The White House is set to host another high-level discussion today focused on the proposed CLARITY Act and the future of stablecoin regulation, amid ongoing tensions between the crypto industry and traditional banking institutions. With Congress yet to advance the bill, today’s meeting could prove decisive in shaping the next chapter of U.S. digital asset policy.
Stablecoin Yield Debate Takes Center Stage At White House
In a recent X post, crypto news reporter Eleanor Terrett has revealed that the White House is convening a stablecoin yield meeting with a small group of representatives from both the crypto industry and major banks. The primary purpose of the session is to determine whether platforms should be allowed to offer yield or rewards on stablecoin holdings.

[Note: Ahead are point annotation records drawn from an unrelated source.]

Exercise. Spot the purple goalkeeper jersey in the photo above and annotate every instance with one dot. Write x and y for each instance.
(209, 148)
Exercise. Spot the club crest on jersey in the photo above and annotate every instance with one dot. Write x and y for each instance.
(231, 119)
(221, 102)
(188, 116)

Expected attendees include Ripple Chief Legal Officer Stuart Alderoty, Miles Jennings of Andreessen Horowitz’s crypto arm, and Coinbase Chief Legal Officer Paul Grewal, alongside senior banking executives and crypto trade representatives.
Banks are reportedly pushing back strongly against yield-bearing stablecoins, arguing that such products blur the line between traditional bank deposits and digital dollar equivalents.

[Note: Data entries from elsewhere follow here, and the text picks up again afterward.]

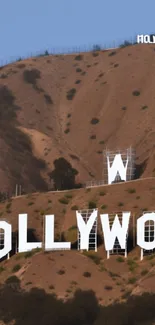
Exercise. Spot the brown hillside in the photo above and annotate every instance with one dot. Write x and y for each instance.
(57, 126)
(43, 118)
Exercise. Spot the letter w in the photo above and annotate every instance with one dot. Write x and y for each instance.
(117, 166)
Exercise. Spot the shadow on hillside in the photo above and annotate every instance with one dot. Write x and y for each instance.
(38, 307)
(22, 166)
(139, 169)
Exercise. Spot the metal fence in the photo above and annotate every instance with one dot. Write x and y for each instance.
(69, 50)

They warn that allowing stablecoin yields could create regulatory inconsistencies and competitive imbalances, prompting some to advocate for a total ban on stablecoin yield features. Crypto firms, in contrast, maintain that yield mechanisms represent innovation and can coexist with proper oversight.

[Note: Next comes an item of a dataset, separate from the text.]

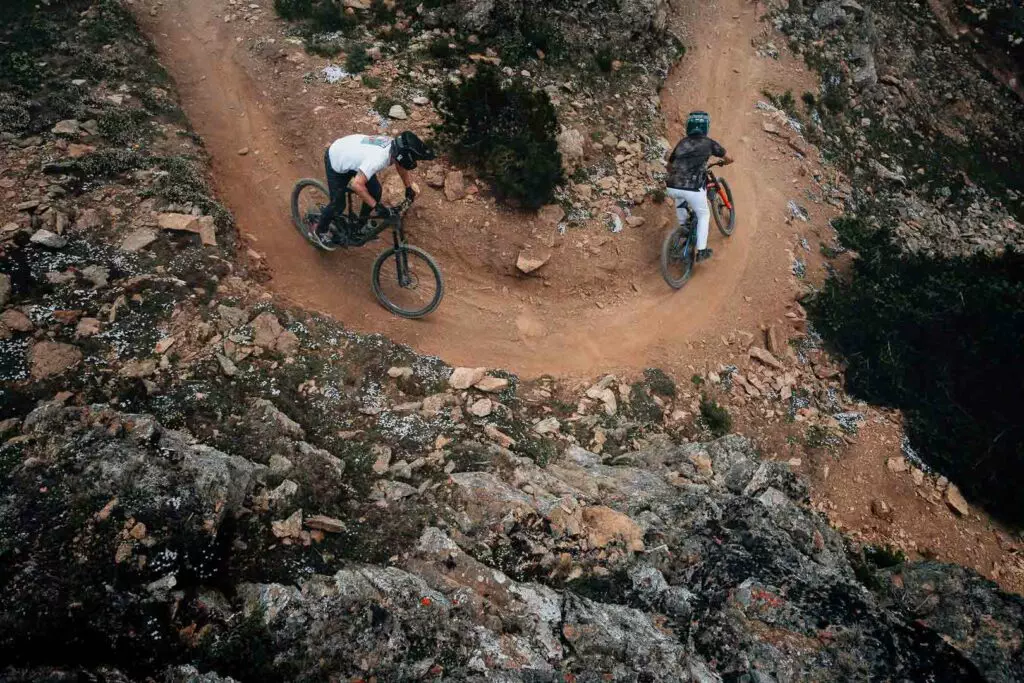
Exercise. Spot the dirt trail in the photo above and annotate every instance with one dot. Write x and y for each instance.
(489, 317)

Senate Deadlock Deepens After Postponed CLARITY Bill Markup
Meanwhile, this marks the third meeting the White House has held with representatives from both banks and the crypto industry on the issue. Notably, the second meeting, held on February 11, 2026, ended in an impasse, as neither side was willing to compromise on the stablecoin yield debate.
The ongoing disagreement is widely viewed as one of the key reasons the Crypto CLARITY bill remains stalled in Congress. The United States Senate Banking Committee has refused to hold a markup session or vote after postponing its previously scheduled markup on January 27, 2026.
The delay reportedly followed opposition from Coinbase and its CEO, Brian Armstrong, who raised concerns over major changes introduced in the Senate’s draft of the CLARITY bill. Without consensus among industry leaders and lawmakers, progress on the legislation has effectively slowed, leaving regulatory uncertainty hanging over the digital asset sector.
A Defining Moment for Crypto Regulation
The CLARITY bill is widely expected to provide a more straightforward and comprehensive regulatory framework for digital assets, potentially marking a historic milestone in U.S. crypto regulation. Supporters argue that clear statutory guidelines would replace enforcement-led oversight with predictable rules that encourage innovation while protecting consumers.
Recently, U.S. Treasury Secretary Scott Bessent stated that approval of the bill would bring much-needed relief to the crypto market, which is currently under bearish pressure. His remarks highlight the broader economic stakes tied to the legislation’s fate.
With two previous meetings yielding no compromise, all eyes are now on this third White House session. Whether it produces a breakthrough or prolongs the stalemate could determine how swiftly the United States establishes lasting clarity for its rapidly evolving digital asset ecosystem.